Swinging through theaters for nearly 20 years, Spider-Man has had his ups and downs on the silver screen. Now with three different iterations of the web-slinger swinging into action, it’s time to rank all 8 Spider-Man movies from the cringeworthy to the sensational. Which films soared to new heights, and which ones failed to snag audiences on their web?
From Tobey Maguire’s original trilogy to Andrew Garfield’s darker take on Spidey to Tom Holland’s energetic Marvel Cinematic Universe adventures, we look back on the highlights, low-lights and other cool things across each live-action film. Strap in, ladies and gentlemen, because slinging from worst to first, this is our definitive-ranked list of big-screen Spider-Man over the decades!
8 Spider-Man: Far From Home
Spider-Man: Far from Home
Far from decent.
Fresh off assisting the Avengers, Peter Parker goes on a school trip to Europe with his friends and is recruited by Nick Fury to team up with the powerful but enigmatic Mysterio to battle destructive creatures known as Elementals that threaten the continent.
While previous live-action Spider-Man films have captured the spirit of the web-slinging hero, Spider-Man: Far From Home unfortunately falls short. This sequel to Spider-Man: Homecoming lacks the heart and charm of its predecessor, instead opting for CGI spectacle over compelling storytelling.
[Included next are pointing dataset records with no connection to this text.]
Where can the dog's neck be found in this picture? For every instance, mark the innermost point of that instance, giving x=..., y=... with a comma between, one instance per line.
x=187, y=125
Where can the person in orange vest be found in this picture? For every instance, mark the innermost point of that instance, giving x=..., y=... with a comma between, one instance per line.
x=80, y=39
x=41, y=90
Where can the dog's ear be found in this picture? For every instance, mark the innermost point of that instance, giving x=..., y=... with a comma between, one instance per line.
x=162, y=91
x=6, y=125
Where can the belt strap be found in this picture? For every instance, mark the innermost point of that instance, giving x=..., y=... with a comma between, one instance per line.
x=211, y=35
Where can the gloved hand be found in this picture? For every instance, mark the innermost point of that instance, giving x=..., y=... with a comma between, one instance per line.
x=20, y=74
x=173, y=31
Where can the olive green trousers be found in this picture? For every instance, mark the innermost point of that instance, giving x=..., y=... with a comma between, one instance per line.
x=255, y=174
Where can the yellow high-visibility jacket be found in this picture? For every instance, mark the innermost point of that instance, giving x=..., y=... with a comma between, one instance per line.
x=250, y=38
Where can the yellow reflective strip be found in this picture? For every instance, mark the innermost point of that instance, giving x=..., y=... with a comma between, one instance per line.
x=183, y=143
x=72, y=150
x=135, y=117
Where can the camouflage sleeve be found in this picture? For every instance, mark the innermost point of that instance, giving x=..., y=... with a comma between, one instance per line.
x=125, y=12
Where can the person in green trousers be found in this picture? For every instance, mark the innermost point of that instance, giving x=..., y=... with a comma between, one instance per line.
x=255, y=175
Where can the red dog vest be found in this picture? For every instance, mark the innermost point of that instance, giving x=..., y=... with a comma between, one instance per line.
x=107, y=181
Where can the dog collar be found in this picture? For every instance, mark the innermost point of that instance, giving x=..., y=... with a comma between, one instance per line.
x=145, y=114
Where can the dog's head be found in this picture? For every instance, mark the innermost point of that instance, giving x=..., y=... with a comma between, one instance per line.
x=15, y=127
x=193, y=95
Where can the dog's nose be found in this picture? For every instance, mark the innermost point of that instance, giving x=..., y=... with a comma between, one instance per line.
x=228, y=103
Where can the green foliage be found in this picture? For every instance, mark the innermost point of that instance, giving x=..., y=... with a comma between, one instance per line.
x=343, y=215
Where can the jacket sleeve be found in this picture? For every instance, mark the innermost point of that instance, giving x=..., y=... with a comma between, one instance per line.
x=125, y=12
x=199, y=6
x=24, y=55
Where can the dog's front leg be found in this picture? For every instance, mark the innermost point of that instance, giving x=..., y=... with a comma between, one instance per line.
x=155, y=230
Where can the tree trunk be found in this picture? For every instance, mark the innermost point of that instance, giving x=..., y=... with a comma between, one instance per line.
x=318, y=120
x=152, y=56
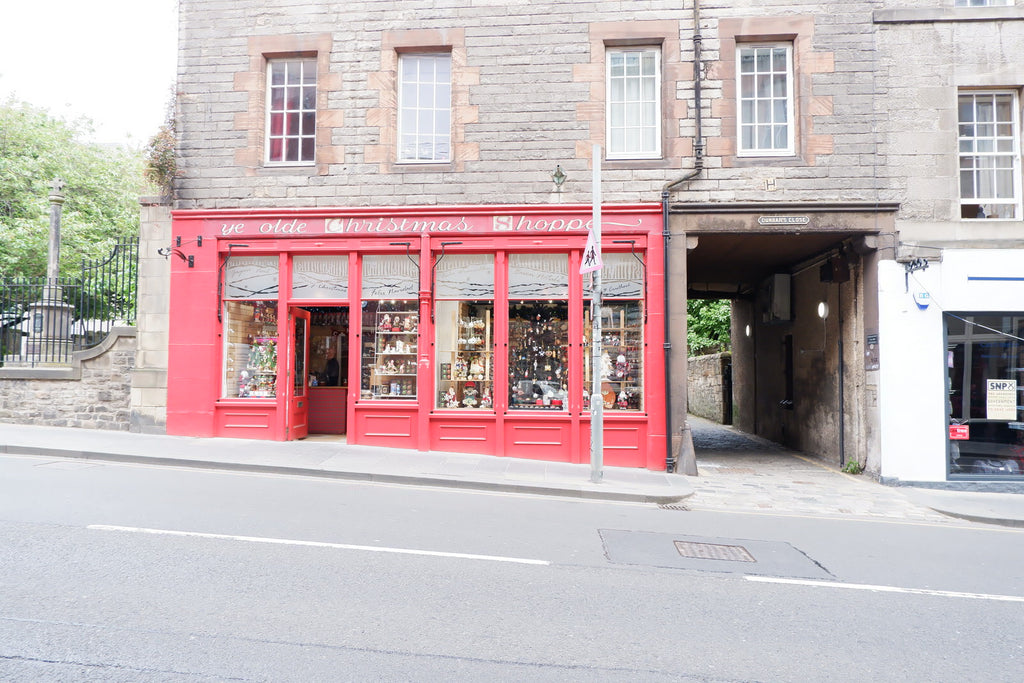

Our friendly neighborhood Spider-Man feels lost amidst the European backdrop, as the film leans too heavily on over-the-top action sequences across Venice, Prague, and London. The stakes feel oddly low for an installment that features new villain Mysterio, who makes little lasting impact. And don’t even get us started on the fake-out “multiverse” marketing tease.
There are some fun moments, like when only MJ discovers Peter’s secret identity in amusing fashion, or during that absolute standout of an action sequence on London Bridge. The real highlight is the ending, where Peter’s spider sense finally kicks into high gear during an intense drone battle with Gyllenhaal’s Mysterio. But these bursts of fun get drowned out in a sea of been-there-done-that superhero shenanigans, and you can’t really help but feel like the film misses opportunities to build on Peter’s relationships in the wake of Tony Stark’s death. Overall, the movie has a lot of nice moments, but as far as Spidey movies go, this one sucked big time.
7 Spider-Man 3
Rise of Bully Maguire.
Corrupted by a mysterious alien symbiote amplifying his dark side, Peter Parker grapples with the pressures of being Spider-Man, strains his relationship with Mary Jane, and must overcome former friend Harry Osborn, the new Green Goblin, and the lethal criminal Sandman.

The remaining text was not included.